Once considered as the frontrunner to succeed Busch as Speaker, Davis now lacks a clear path to standing full-time at the Speaker’s rostrum. The chatter circulating amid the House office buildings is that Davis began calling his House colleagues, in an effort to whip votes to run for Speaker, soon after Speaker Busch passed away on Sunday afternoon. That didn’t sit well with several members.

Now that Adrienne Jones, the Speaker Pro Tem, announced that she will throw her name into the proverbial hat for Speaker, you could likely imagine a scenario where Jones and Davis split the vote and elect Maggie McIntosh.

However, many Republican members of the House tell A Miner Detail that Davis could lock down significant Republican support because he’s viewed as the “moderate” alternative to McIntosh.

We will know soon.

Attorney General Brian Frosh

While expending his time and resources focusing on President Donald J. Trump’s activities (a worthwhile endeavor, many believe), the state’s attorney general has been radio silent on Baltimore City Mayor Catherine Pugh’s scandal.

Some in his own party are asking, “Where’s Brian Frosh” and why isn’t he getting involved?

Paging Brian Fosh.

Journalist Bryan P. Sears

The venerable reporter and respected State House journalist was virtually AWOL this session in breaking some of the big stories that were first reported by The Baltimore Sun and The Washington Post.
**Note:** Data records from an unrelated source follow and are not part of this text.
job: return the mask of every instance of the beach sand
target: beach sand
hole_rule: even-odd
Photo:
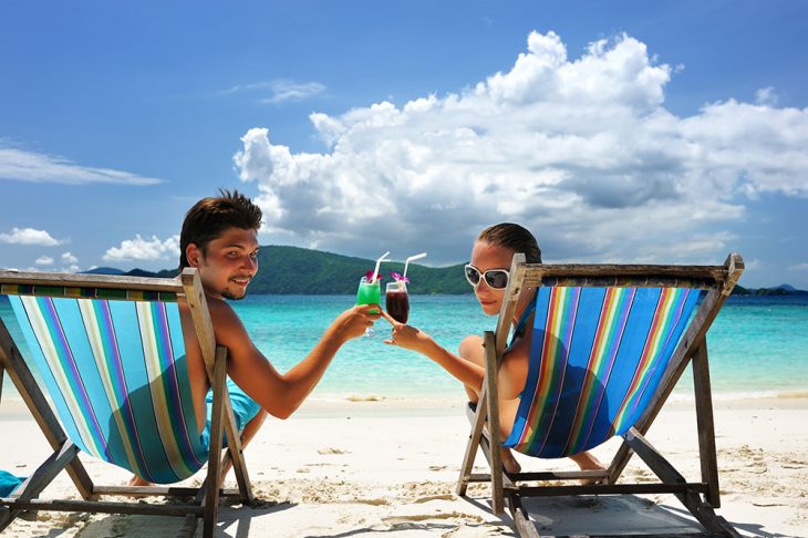
[[[744,536],[808,536],[808,399],[758,399],[716,403],[722,508]],[[20,403],[0,405],[0,467],[32,472],[50,449]],[[468,422],[454,401],[353,397],[312,400],[288,421],[269,418],[246,451],[256,508],[222,506],[217,534],[247,537],[515,536],[509,517],[489,511],[488,488],[468,498],[454,494]],[[696,480],[698,448],[692,403],[671,402],[648,438]],[[608,462],[617,441],[594,451]],[[572,469],[562,461],[519,457],[530,470]],[[97,483],[128,476],[85,459]],[[485,472],[485,459],[477,458]],[[625,472],[651,479],[639,458]],[[196,478],[188,484],[198,484]],[[235,484],[232,475],[228,482]],[[235,487],[235,486],[234,486]],[[43,498],[77,498],[62,474]],[[542,536],[701,530],[673,496],[530,499]],[[173,536],[180,518],[40,513],[15,520],[3,536]],[[200,536],[200,530],[198,536]]]

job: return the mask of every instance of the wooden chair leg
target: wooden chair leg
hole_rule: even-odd
[[[624,438],[660,480],[665,484],[683,484],[687,482],[635,428],[626,432]],[[709,503],[703,501],[697,492],[688,489],[684,494],[675,495],[693,517],[708,531],[723,532],[729,537],[740,538],[738,531],[726,519],[715,514],[713,506]]]
[[[707,484],[707,503],[721,508],[718,493],[718,462],[715,449],[715,423],[713,397],[707,364],[707,341],[704,340],[693,355],[693,389],[696,395],[696,424],[698,427],[698,454],[702,462],[702,482]]]
[[[219,360],[221,353],[217,353],[214,366],[214,403],[210,412],[210,453],[208,455],[208,475],[206,478],[204,529],[205,538],[213,538],[219,510],[219,482],[220,482],[220,455],[222,422],[225,421],[225,399],[227,397],[225,386],[225,374],[227,361]]]
[[[499,401],[497,397],[497,351],[494,333],[485,333],[486,354],[486,392],[488,397],[488,432],[490,433],[490,466],[491,466],[491,510],[494,514],[505,511],[505,497],[503,494],[503,457],[499,453]]]
[[[477,408],[474,412],[474,418],[472,418],[472,434],[466,443],[466,453],[463,456],[463,465],[460,466],[460,476],[457,479],[457,495],[465,496],[466,489],[472,478],[472,470],[474,469],[474,461],[477,457],[477,447],[483,438],[483,427],[486,422],[486,401],[487,393],[485,386],[477,401]]]
[[[528,511],[521,505],[521,499],[517,493],[508,495],[508,511],[510,511],[516,532],[520,538],[541,538],[536,525],[530,520]]]
[[[68,435],[62,430],[62,425],[51,410],[50,403],[37,384],[37,380],[2,320],[0,320],[0,366],[8,370],[9,377],[14,383],[17,392],[22,396],[25,406],[39,424],[51,448],[54,451],[60,449],[68,439]],[[93,480],[79,458],[73,458],[70,462],[68,474],[82,498],[85,500],[95,498]]]
[[[19,500],[31,500],[59,475],[79,454],[79,447],[65,441],[62,446],[51,454],[37,470],[14,492],[12,497]],[[8,527],[21,510],[7,510],[0,515],[0,531]]]
[[[227,363],[227,348],[216,348],[216,361]],[[230,404],[230,395],[227,392],[227,385],[224,385],[224,430],[227,434],[227,455],[232,463],[232,472],[236,475],[236,482],[238,483],[238,489],[241,494],[241,501],[245,505],[252,505],[255,497],[252,495],[252,485],[250,484],[250,476],[247,472],[247,464],[245,463],[244,447],[241,446],[241,436],[236,427],[236,416],[232,413],[232,405]],[[226,459],[222,459],[222,467]],[[218,486],[217,486],[218,487]]]

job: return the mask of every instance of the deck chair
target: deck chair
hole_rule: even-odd
[[[489,482],[493,511],[501,514],[507,501],[517,532],[535,537],[525,497],[674,494],[709,536],[739,536],[714,511],[721,501],[705,335],[743,270],[736,254],[724,266],[528,265],[516,255],[496,332],[485,333],[485,381],[458,495],[469,483]],[[487,432],[499,432],[497,372],[525,288],[537,288],[530,364],[504,445],[560,458],[619,435],[622,444],[605,470],[506,473],[499,439],[487,438]],[[685,480],[644,437],[691,362],[701,482]],[[490,473],[473,473],[478,446]],[[618,484],[634,453],[657,483]],[[593,484],[530,485],[580,479]]]
[[[204,536],[209,537],[220,497],[252,504],[225,384],[227,350],[216,345],[195,269],[176,279],[0,271],[0,293],[9,298],[31,355],[22,356],[0,320],[0,386],[6,371],[54,451],[10,497],[0,499],[0,531],[23,511],[63,510],[184,516],[178,536],[193,536],[204,518]],[[196,424],[180,308],[191,313],[213,386],[209,442],[200,438]],[[220,459],[222,432],[228,452]],[[199,488],[100,486],[80,452],[158,484],[188,478],[205,463],[207,473]],[[238,482],[235,490],[218,487],[227,458]],[[63,469],[83,499],[40,499]],[[195,500],[100,500],[110,495]]]

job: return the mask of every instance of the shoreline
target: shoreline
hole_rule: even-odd
[[[314,399],[286,421],[268,418],[245,457],[257,508],[224,505],[217,536],[515,536],[509,518],[489,509],[488,486],[455,495],[468,437],[463,402],[443,399]],[[8,408],[3,400],[0,410]],[[0,468],[28,475],[52,454],[19,402],[15,418],[0,413],[7,441]],[[715,405],[722,508],[718,514],[744,537],[799,537],[808,529],[808,397],[722,401]],[[692,402],[669,402],[646,434],[688,479],[701,475],[696,415]],[[620,444],[612,438],[592,452],[609,462]],[[526,470],[574,468],[569,459],[517,454]],[[128,474],[82,456],[100,484],[123,484]],[[478,454],[475,473],[485,472]],[[628,480],[652,475],[634,457]],[[200,474],[183,483],[198,485]],[[227,487],[235,479],[229,475]],[[76,498],[65,473],[43,498]],[[159,500],[155,500],[159,503]],[[670,495],[529,499],[542,534],[572,536],[620,532],[695,532],[701,529]],[[101,538],[170,536],[179,518],[40,513],[15,520],[3,536]]]
[[[693,407],[693,396],[672,394],[664,408],[686,410]],[[464,414],[465,401],[462,394],[395,395],[377,394],[322,394],[309,397],[290,418],[329,418],[343,416],[456,416]],[[808,410],[808,392],[785,391],[781,393],[724,393],[713,394],[713,408],[718,410]],[[22,397],[3,396],[0,402],[0,422],[27,421],[31,418]]]

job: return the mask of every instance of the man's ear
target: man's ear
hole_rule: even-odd
[[[201,265],[201,250],[193,242],[188,244],[188,246],[185,247],[185,258],[188,260],[188,266],[198,268]]]

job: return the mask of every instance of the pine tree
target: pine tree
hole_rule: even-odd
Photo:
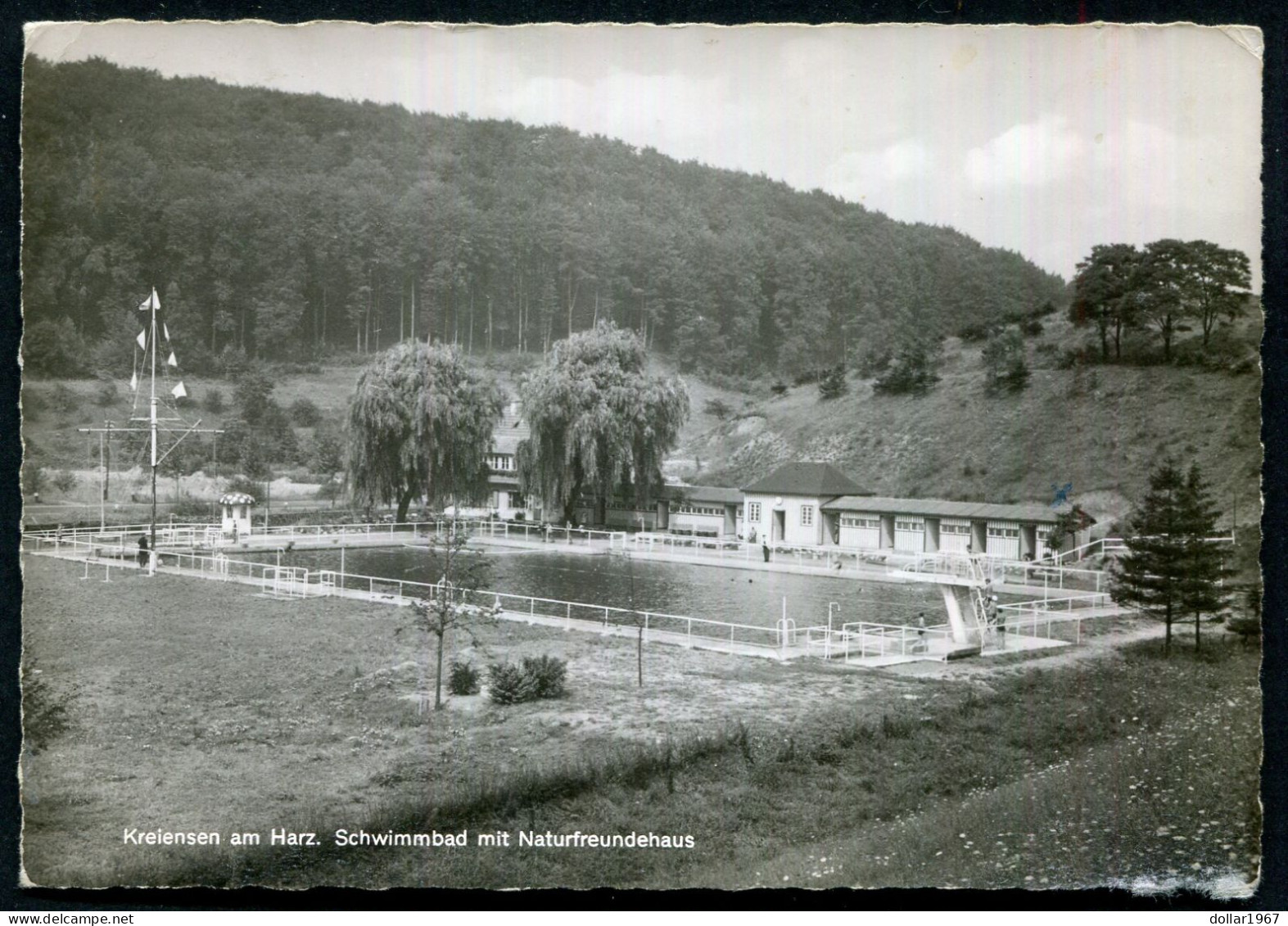
[[[1181,599],[1185,610],[1194,614],[1194,649],[1199,649],[1199,619],[1203,614],[1224,610],[1230,594],[1222,581],[1227,576],[1221,549],[1211,541],[1216,533],[1218,511],[1212,505],[1208,484],[1198,464],[1190,466],[1180,493],[1185,520],[1185,563]]]
[[[1186,608],[1193,543],[1186,534],[1186,482],[1172,460],[1150,473],[1149,493],[1128,520],[1127,553],[1113,569],[1110,595],[1167,625],[1163,652],[1172,650],[1172,621]]]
While Mr. Sears was crippled with agony over A Miner Detail’s Ryan Miner’s “self-styled” work (thank you for reading!), the brazen basement veteran journalist apparently missed the boat on the Catherine Pugh story, while his colleagues at The Baltimore Sun and The Baltimore Brew are making history with their own “self-styled” journalism.

There is always next year.

Sen. Delores Kelley

The 82-year-old Senate Finance chair proved to be a bit of a trainwreck this session. According to quite a number of Kelley’s Senate colleagues, she was reluctant to seek outside counsel, which apparently caused some contention on the Finance Committee.

Dr. Maya Rockeymoore Cummings

When she is not busy insinuating that Gov. Larry Hogan is a racist, the chairwoman of the Maryland Democratic Party is fully engaged in futile Twitter spats with other Republican lawmakers. It serves no point.

The Maryland Democratic Party under Rockeymoore Cummings’ leadership since her election has been nothing short of a total disaster.

You have a better chance of seeing God than a Republican being elected mayor of Baltimore City – but imagine for just a moment if Larry Hogan or any other generic Republican was the mayor of Baltimore City: There would be daily press briefings (one would assume) calling on him or her to resign.

Dr. Cummings’ virtual silence over the Healthy Holly scandal speaks volumes. When will she officially release a statement calling on her close friend, Catherine Pugh, to resign, following the lead of the 14 Baltimore City Council members?

Where is your leadership, Dr. Cummings?